Re: cifs large write performance improvements to Samba
From: Steve French
Date: Mon Dec 13 2004 - 15:23:30 EST
cliff white wrote:
On Mon, 13 Dec 2004 10:56:45 -0600
Steve French <smfrench@xxxxxxxxxxxxx> wrote:
If only someone could roll all of the key fs tests into a set of
scripts which could generate one regularly updated set of test status
chart ... one for each of XFS, JFS, ext3, Reiser3, CIFS (against
various servers, Samba version etc), NFSv2, NFSv3, NFSv4 (against
various servers), AFS but that would be a lot of work (not to run)

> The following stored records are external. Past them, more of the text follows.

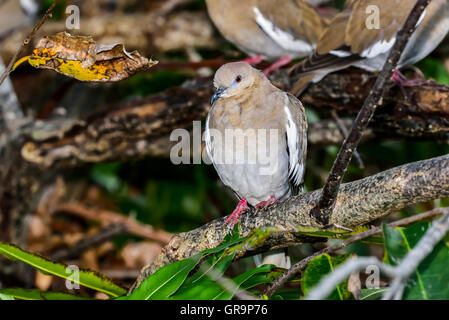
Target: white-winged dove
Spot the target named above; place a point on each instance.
(269, 127)
(279, 30)
(251, 121)
(354, 39)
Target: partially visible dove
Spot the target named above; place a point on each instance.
(276, 30)
(363, 34)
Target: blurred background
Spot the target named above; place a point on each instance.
(83, 202)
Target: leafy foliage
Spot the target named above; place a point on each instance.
(321, 266)
(85, 278)
(173, 281)
(430, 280)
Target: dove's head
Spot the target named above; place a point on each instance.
(235, 78)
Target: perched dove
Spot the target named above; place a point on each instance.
(363, 34)
(256, 137)
(279, 30)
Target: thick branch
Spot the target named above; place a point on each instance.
(140, 128)
(358, 202)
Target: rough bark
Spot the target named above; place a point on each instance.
(358, 202)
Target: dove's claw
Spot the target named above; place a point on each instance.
(234, 216)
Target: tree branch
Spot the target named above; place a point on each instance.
(358, 202)
(400, 274)
(140, 128)
(299, 266)
(322, 211)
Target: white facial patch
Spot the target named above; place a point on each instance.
(284, 39)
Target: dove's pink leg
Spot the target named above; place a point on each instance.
(267, 203)
(234, 217)
(254, 60)
(275, 66)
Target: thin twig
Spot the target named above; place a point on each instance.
(298, 267)
(322, 211)
(27, 41)
(344, 131)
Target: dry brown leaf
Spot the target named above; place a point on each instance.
(81, 58)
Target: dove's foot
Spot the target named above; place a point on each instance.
(278, 64)
(254, 60)
(234, 217)
(265, 204)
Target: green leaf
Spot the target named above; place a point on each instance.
(372, 294)
(166, 281)
(200, 286)
(34, 294)
(338, 233)
(207, 289)
(430, 280)
(320, 267)
(85, 278)
(241, 279)
(6, 297)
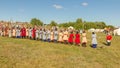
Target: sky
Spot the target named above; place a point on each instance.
(61, 11)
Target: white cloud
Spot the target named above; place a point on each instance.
(84, 4)
(57, 6)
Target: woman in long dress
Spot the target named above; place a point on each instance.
(30, 32)
(48, 35)
(77, 38)
(94, 40)
(84, 39)
(13, 33)
(27, 32)
(33, 33)
(65, 36)
(52, 36)
(37, 31)
(10, 32)
(44, 35)
(40, 34)
(60, 39)
(71, 38)
(55, 35)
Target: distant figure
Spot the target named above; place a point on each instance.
(23, 32)
(65, 36)
(40, 33)
(48, 35)
(108, 39)
(55, 35)
(36, 34)
(33, 33)
(10, 32)
(27, 32)
(52, 35)
(60, 39)
(13, 32)
(18, 32)
(84, 39)
(30, 33)
(77, 38)
(44, 35)
(71, 37)
(94, 40)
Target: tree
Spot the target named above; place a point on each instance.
(35, 21)
(53, 23)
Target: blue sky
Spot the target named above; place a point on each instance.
(61, 10)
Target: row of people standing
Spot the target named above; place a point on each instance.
(53, 35)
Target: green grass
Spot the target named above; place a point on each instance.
(25, 53)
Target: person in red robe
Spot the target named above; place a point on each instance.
(71, 37)
(77, 38)
(33, 33)
(108, 39)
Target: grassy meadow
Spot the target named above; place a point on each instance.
(25, 53)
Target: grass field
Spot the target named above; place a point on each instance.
(25, 53)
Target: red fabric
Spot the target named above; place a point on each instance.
(33, 33)
(23, 32)
(70, 40)
(77, 38)
(108, 37)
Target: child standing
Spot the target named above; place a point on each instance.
(44, 35)
(60, 39)
(40, 34)
(77, 38)
(94, 40)
(48, 35)
(51, 35)
(55, 35)
(37, 31)
(84, 39)
(71, 37)
(65, 36)
(108, 39)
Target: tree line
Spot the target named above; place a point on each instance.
(78, 24)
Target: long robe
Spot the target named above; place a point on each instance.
(71, 37)
(94, 40)
(77, 38)
(33, 33)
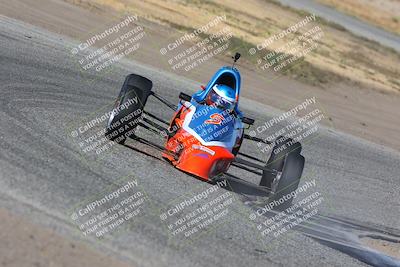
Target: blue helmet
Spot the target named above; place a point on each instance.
(222, 96)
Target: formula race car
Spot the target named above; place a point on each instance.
(205, 134)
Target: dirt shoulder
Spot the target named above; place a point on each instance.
(350, 105)
(382, 13)
(25, 244)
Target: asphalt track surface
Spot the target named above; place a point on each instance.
(352, 24)
(44, 173)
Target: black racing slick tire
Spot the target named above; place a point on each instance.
(128, 108)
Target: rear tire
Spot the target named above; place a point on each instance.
(285, 159)
(128, 108)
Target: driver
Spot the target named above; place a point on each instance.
(221, 96)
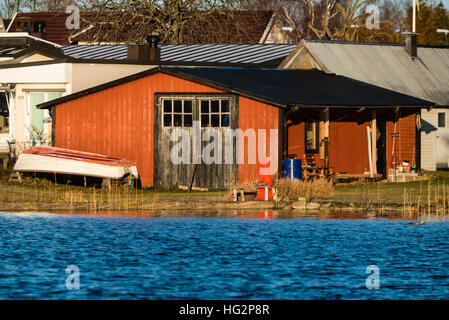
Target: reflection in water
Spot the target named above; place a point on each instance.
(222, 255)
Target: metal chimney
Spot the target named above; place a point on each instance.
(155, 52)
(411, 44)
(147, 53)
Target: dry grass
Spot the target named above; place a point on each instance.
(292, 189)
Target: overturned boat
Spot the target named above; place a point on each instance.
(72, 162)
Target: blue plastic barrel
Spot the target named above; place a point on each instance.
(292, 169)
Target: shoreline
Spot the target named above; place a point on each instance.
(316, 205)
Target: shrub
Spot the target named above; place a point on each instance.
(292, 189)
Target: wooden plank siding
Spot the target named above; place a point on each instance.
(119, 122)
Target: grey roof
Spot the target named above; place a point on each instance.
(388, 66)
(208, 53)
(9, 51)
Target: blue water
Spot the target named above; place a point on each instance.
(220, 258)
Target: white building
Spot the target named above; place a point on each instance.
(33, 71)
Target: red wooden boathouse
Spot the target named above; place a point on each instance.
(134, 117)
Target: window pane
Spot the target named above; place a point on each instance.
(225, 120)
(441, 119)
(311, 135)
(167, 105)
(177, 120)
(224, 105)
(187, 106)
(205, 106)
(215, 106)
(167, 120)
(187, 120)
(215, 120)
(204, 120)
(178, 106)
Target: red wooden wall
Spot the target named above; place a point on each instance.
(119, 121)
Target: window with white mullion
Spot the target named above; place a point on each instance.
(177, 112)
(215, 113)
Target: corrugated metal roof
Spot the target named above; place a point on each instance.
(7, 51)
(277, 87)
(389, 66)
(209, 53)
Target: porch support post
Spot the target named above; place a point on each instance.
(324, 131)
(374, 140)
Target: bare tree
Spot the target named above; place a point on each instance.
(177, 21)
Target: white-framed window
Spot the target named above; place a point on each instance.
(441, 119)
(215, 113)
(177, 112)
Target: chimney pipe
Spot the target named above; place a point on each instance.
(155, 52)
(411, 44)
(147, 53)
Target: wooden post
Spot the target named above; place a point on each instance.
(324, 133)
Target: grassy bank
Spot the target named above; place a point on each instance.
(427, 196)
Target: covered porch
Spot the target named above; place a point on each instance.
(356, 143)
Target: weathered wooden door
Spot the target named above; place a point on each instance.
(182, 122)
(442, 140)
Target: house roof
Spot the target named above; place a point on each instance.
(385, 65)
(204, 53)
(55, 24)
(17, 44)
(277, 87)
(253, 23)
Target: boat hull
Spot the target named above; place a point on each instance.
(74, 163)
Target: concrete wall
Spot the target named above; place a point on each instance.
(87, 75)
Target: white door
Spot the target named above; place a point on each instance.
(442, 139)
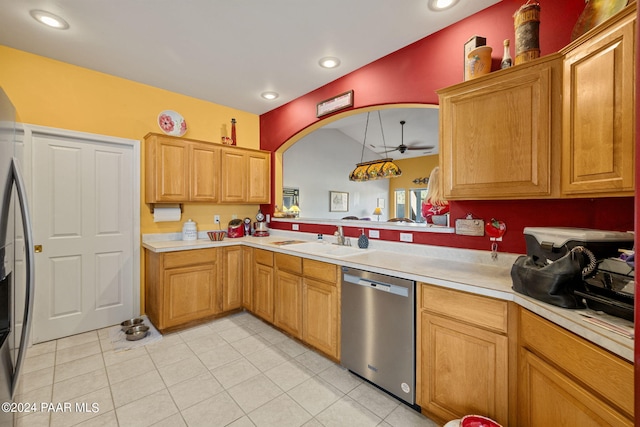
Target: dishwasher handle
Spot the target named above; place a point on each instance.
(378, 286)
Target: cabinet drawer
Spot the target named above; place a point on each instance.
(192, 257)
(475, 309)
(263, 257)
(321, 271)
(603, 372)
(290, 263)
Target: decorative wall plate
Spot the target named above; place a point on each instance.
(172, 123)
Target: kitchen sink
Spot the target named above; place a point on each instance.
(318, 248)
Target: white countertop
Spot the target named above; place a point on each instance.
(465, 270)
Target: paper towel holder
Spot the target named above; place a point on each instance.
(153, 205)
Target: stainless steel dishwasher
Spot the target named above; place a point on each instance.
(378, 331)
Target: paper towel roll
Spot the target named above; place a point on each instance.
(166, 213)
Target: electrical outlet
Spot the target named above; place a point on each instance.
(406, 237)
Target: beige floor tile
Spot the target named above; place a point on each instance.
(219, 356)
(83, 409)
(280, 412)
(219, 410)
(77, 367)
(374, 400)
(41, 348)
(65, 391)
(288, 375)
(313, 361)
(182, 370)
(254, 392)
(79, 351)
(105, 419)
(250, 344)
(347, 412)
(175, 420)
(112, 357)
(268, 358)
(147, 411)
(135, 388)
(403, 416)
(315, 395)
(39, 362)
(78, 339)
(235, 333)
(36, 379)
(195, 390)
(235, 372)
(206, 343)
(291, 347)
(131, 368)
(171, 354)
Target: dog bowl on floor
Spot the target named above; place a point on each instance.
(127, 324)
(136, 333)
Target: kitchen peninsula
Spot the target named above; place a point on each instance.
(469, 279)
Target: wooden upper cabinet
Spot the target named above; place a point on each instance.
(181, 170)
(598, 137)
(497, 133)
(245, 176)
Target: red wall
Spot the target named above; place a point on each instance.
(412, 75)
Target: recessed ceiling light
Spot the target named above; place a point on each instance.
(329, 62)
(49, 19)
(269, 95)
(439, 5)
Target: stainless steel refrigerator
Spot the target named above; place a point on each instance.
(16, 290)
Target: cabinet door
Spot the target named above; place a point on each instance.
(263, 292)
(247, 278)
(189, 294)
(599, 113)
(259, 177)
(232, 257)
(288, 303)
(497, 132)
(167, 175)
(321, 317)
(549, 398)
(234, 173)
(463, 369)
(205, 170)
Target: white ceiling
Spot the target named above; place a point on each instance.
(226, 51)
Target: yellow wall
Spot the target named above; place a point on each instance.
(52, 93)
(416, 167)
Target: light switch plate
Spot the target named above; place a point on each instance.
(406, 237)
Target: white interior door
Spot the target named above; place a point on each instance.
(83, 217)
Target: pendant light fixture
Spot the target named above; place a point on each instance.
(376, 169)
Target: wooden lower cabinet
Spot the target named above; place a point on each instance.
(247, 278)
(462, 355)
(232, 277)
(181, 287)
(263, 280)
(567, 381)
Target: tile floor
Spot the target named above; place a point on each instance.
(235, 371)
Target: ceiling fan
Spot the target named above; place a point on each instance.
(402, 148)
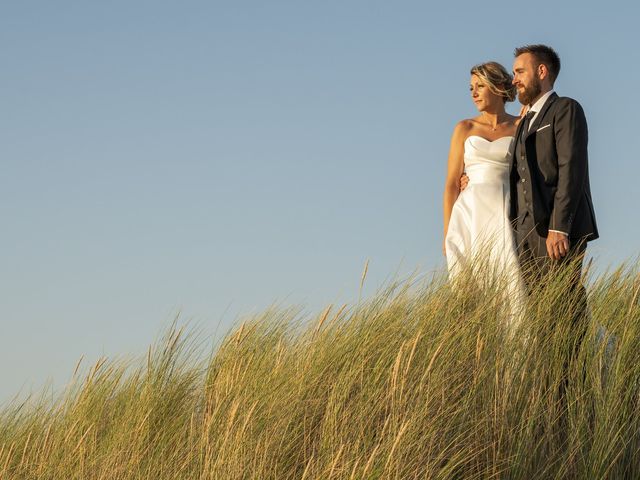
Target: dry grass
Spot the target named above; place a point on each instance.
(421, 381)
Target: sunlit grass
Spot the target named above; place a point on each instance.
(423, 380)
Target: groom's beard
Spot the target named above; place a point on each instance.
(530, 92)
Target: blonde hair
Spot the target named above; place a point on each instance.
(497, 79)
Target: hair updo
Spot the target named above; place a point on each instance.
(497, 79)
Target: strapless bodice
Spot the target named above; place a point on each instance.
(485, 160)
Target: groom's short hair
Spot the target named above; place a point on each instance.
(543, 54)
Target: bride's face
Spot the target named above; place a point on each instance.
(482, 96)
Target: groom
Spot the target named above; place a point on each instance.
(551, 207)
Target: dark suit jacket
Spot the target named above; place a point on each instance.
(556, 153)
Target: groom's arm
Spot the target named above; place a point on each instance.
(571, 145)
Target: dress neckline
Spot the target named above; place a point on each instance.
(487, 140)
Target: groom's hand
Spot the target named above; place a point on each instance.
(464, 181)
(557, 245)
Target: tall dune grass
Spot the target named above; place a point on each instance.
(421, 381)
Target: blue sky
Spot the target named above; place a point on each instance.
(213, 158)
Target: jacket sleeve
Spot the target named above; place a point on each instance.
(571, 145)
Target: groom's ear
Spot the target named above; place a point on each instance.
(543, 71)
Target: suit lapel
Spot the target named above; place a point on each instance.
(536, 123)
(517, 139)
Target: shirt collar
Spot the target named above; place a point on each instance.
(536, 107)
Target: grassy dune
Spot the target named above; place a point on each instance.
(421, 381)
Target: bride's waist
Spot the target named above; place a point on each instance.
(483, 174)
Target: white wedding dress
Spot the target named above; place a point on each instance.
(479, 223)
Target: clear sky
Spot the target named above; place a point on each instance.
(212, 158)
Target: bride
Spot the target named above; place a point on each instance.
(476, 220)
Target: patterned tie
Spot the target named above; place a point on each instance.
(527, 123)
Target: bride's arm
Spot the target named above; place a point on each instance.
(455, 167)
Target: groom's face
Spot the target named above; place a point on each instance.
(525, 78)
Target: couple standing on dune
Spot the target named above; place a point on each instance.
(517, 188)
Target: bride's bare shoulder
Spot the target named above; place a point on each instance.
(463, 127)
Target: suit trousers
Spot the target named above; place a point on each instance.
(538, 271)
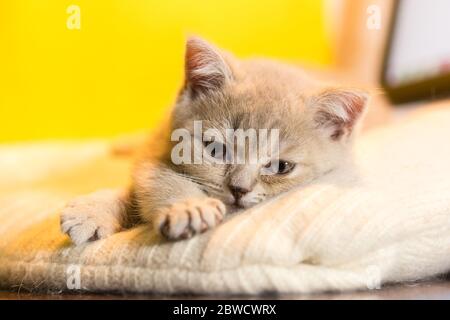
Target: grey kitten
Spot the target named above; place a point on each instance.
(315, 124)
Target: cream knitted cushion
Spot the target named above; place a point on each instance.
(393, 225)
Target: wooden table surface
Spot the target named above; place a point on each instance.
(425, 290)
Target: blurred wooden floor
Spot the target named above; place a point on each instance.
(426, 290)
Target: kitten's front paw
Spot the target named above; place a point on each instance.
(183, 220)
(92, 217)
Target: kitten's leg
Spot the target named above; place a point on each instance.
(95, 216)
(175, 206)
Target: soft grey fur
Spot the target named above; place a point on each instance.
(316, 123)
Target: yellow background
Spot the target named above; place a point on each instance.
(123, 68)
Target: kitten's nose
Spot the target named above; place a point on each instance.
(238, 192)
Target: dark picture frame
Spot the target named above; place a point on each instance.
(424, 89)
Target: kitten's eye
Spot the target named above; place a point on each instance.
(215, 149)
(279, 167)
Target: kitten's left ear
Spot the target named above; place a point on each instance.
(338, 111)
(206, 68)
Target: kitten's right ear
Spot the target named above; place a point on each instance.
(205, 68)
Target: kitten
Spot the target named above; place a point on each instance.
(315, 125)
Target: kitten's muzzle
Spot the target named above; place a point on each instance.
(238, 192)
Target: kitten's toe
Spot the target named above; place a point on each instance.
(185, 219)
(89, 218)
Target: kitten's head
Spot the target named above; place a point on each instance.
(315, 123)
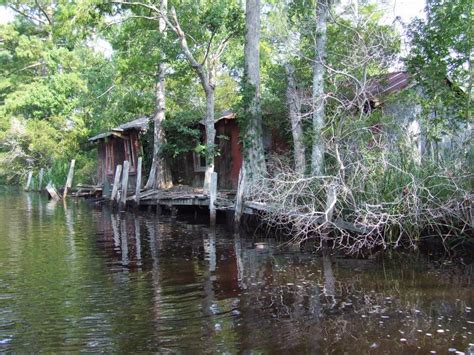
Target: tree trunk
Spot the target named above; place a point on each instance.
(210, 134)
(294, 109)
(253, 142)
(317, 154)
(160, 174)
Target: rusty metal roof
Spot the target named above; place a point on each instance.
(387, 84)
(140, 124)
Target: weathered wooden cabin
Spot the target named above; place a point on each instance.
(190, 169)
(117, 145)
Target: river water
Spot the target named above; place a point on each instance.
(80, 278)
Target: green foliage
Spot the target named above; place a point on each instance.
(441, 50)
(182, 134)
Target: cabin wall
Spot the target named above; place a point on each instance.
(114, 151)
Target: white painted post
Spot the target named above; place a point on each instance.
(123, 194)
(207, 182)
(118, 172)
(69, 178)
(52, 191)
(28, 181)
(212, 198)
(139, 181)
(40, 179)
(239, 198)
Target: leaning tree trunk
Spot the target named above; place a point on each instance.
(317, 154)
(253, 141)
(160, 174)
(209, 89)
(294, 110)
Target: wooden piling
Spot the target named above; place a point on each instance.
(28, 181)
(123, 194)
(212, 198)
(138, 187)
(118, 172)
(207, 182)
(52, 192)
(239, 198)
(70, 175)
(40, 179)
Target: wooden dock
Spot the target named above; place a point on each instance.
(185, 196)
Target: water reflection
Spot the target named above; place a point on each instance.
(76, 278)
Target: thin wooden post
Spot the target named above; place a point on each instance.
(69, 178)
(123, 194)
(28, 181)
(52, 192)
(40, 179)
(138, 187)
(212, 198)
(118, 172)
(207, 182)
(239, 198)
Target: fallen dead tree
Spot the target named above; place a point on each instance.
(365, 214)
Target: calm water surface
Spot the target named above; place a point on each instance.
(77, 278)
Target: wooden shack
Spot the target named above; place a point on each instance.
(190, 168)
(117, 145)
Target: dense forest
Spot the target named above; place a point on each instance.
(376, 161)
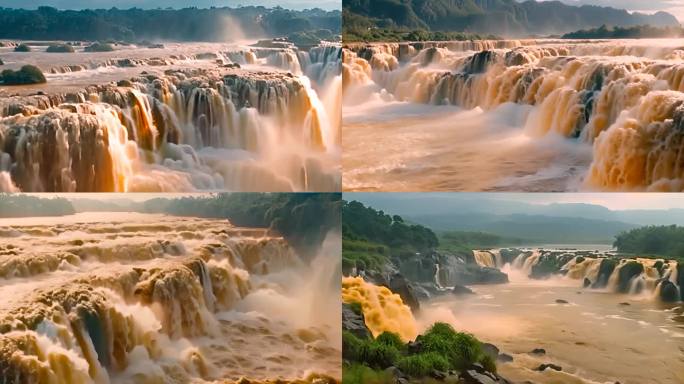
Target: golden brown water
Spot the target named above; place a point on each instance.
(159, 299)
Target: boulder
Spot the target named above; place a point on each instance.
(538, 351)
(402, 287)
(504, 358)
(544, 367)
(354, 322)
(491, 350)
(462, 290)
(606, 269)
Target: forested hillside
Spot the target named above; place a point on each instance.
(190, 24)
(370, 237)
(304, 219)
(501, 17)
(15, 205)
(667, 241)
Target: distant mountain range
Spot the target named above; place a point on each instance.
(500, 17)
(551, 223)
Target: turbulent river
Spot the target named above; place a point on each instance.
(158, 299)
(616, 329)
(179, 117)
(528, 115)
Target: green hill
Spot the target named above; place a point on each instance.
(500, 17)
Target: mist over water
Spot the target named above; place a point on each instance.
(597, 335)
(186, 117)
(159, 299)
(524, 115)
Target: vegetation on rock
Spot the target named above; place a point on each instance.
(501, 17)
(28, 74)
(16, 205)
(188, 24)
(440, 348)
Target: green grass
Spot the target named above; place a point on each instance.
(360, 374)
(459, 241)
(394, 35)
(441, 349)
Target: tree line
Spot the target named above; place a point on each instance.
(664, 241)
(304, 219)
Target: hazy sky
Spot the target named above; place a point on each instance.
(138, 197)
(675, 7)
(613, 201)
(125, 4)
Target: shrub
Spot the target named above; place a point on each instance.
(22, 48)
(390, 339)
(423, 364)
(356, 307)
(60, 48)
(378, 355)
(361, 374)
(99, 47)
(28, 74)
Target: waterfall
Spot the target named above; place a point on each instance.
(186, 130)
(599, 270)
(132, 306)
(626, 101)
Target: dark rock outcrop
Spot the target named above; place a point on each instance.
(544, 367)
(669, 292)
(626, 273)
(401, 286)
(354, 322)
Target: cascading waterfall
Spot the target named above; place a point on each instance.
(597, 270)
(198, 129)
(625, 100)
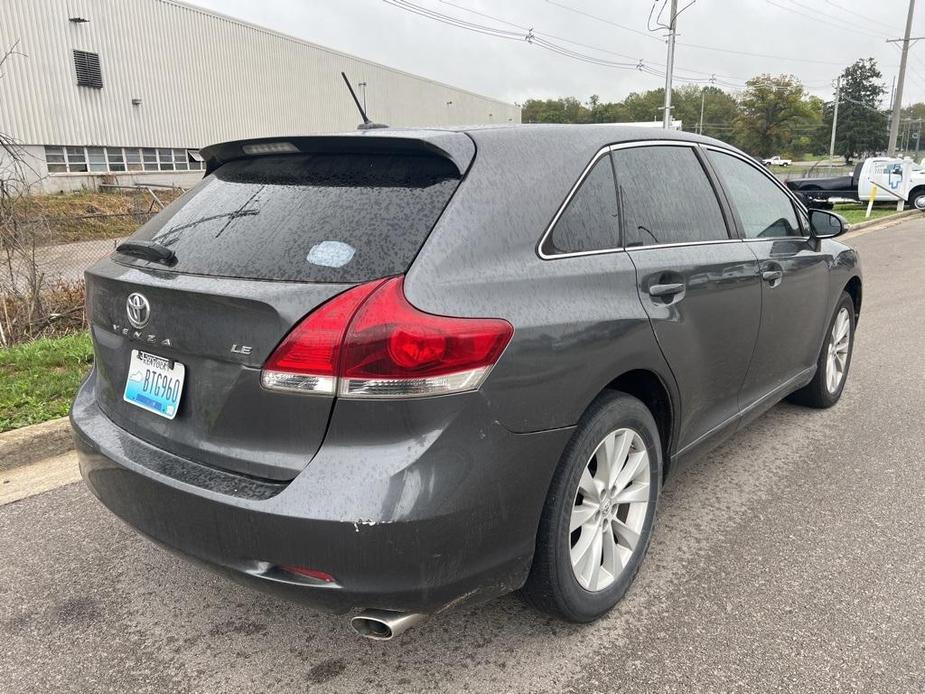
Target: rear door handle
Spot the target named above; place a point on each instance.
(772, 276)
(666, 289)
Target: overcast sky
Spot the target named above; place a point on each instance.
(812, 39)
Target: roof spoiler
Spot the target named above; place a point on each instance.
(457, 147)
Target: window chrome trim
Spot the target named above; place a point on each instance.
(681, 244)
(565, 203)
(607, 149)
(789, 193)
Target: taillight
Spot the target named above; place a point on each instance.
(369, 342)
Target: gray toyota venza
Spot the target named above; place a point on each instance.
(394, 371)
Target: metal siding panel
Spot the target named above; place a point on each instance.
(202, 78)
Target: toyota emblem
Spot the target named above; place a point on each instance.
(138, 309)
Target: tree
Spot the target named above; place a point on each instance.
(564, 110)
(771, 109)
(862, 125)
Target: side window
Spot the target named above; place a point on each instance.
(666, 197)
(590, 221)
(764, 209)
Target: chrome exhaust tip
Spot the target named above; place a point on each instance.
(385, 625)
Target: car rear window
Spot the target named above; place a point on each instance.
(307, 217)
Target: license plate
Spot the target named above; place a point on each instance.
(154, 383)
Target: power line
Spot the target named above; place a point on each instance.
(693, 45)
(854, 13)
(730, 81)
(605, 21)
(827, 19)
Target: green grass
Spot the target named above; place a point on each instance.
(38, 379)
(855, 212)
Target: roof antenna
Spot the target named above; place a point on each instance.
(367, 124)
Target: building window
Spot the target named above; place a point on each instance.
(88, 69)
(165, 157)
(116, 158)
(120, 159)
(97, 158)
(133, 159)
(180, 160)
(54, 157)
(149, 156)
(76, 159)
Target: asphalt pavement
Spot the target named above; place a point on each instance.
(791, 559)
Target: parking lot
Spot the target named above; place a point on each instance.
(792, 559)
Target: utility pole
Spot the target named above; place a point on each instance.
(898, 97)
(703, 96)
(834, 120)
(669, 67)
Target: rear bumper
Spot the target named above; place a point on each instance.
(406, 509)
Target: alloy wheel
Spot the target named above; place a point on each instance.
(609, 510)
(839, 343)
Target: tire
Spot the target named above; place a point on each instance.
(917, 198)
(824, 390)
(614, 422)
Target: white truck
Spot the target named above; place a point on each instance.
(885, 179)
(777, 161)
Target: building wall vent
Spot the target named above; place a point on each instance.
(88, 69)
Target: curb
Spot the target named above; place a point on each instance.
(30, 444)
(885, 221)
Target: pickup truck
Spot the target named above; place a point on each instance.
(777, 161)
(895, 179)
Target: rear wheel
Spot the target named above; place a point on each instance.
(598, 518)
(917, 198)
(832, 366)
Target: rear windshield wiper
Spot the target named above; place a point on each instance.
(147, 250)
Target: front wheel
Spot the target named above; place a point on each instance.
(598, 517)
(832, 366)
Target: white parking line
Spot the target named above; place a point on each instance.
(37, 478)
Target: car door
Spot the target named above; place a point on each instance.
(698, 283)
(794, 275)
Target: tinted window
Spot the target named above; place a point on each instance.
(666, 197)
(590, 221)
(764, 209)
(319, 218)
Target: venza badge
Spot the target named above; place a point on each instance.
(138, 309)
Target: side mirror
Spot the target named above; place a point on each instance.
(826, 225)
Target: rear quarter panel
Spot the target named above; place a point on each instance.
(578, 321)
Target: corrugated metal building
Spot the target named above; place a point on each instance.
(128, 90)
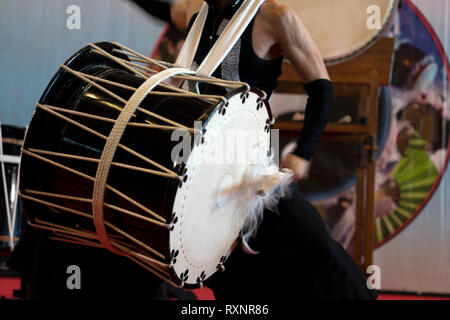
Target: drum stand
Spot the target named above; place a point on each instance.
(360, 77)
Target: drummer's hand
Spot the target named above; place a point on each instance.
(298, 165)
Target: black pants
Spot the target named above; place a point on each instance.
(297, 260)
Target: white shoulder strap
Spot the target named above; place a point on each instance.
(223, 45)
(229, 36)
(190, 46)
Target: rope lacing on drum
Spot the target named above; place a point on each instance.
(120, 242)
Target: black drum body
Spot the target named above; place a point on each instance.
(48, 132)
(12, 140)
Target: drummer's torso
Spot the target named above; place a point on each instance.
(255, 59)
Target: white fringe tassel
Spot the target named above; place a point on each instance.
(262, 186)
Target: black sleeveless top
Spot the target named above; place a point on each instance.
(242, 63)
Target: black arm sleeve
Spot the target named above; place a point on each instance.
(159, 9)
(317, 113)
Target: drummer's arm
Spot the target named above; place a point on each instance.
(298, 46)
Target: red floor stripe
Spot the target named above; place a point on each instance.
(7, 286)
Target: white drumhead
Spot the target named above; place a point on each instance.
(207, 223)
(339, 27)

but the first time writing/setup of the scripts to launch the tests
in the right order since some failures may be expected (at least for
the network filesystems) due to hard to implement features (missing
fcntls, dnotify, get/setlease, differences in byte range lock
semantics, lack of flock etc.) and also since the most sensible NFS,
AFS and CIFS tests would involve more than one client (to test
caching/oplock/token management semantics better) but no such fs
tests AFAIK exist for Linux.
We ( OSDL ) would be very interested in this sort of testing. We have
some fs tests
wrappered currently
cliffw
OSDL
The other thing I forgot to mention ... we used to have a concept of
"performance regression testing" (to make sure that we had not gotten a
lot slower on the latest rc) - not just runs on every release candidate
of a few complex benchmark tests (like SpecWeb or Netbench or some
enterprise Java perf test) but the idea was to run on every rc an fs
microbenchmark (more like iozone) to ensure that we did not have some
small functional problem in an fs or mm subsystem was causing big,
noticeable degradation in performance (large read or small read or large
write or small write, random or sequential etc.). I have not seen anyone
doing that on Linux in an automated fashion (e.g running iozone
automated every time a new 2.6.x.rc on a half a dozen of the fs - simply
to verify that things had not gotten drastically worse on a particular
fs due to a bug or sideffect of a global VFS change).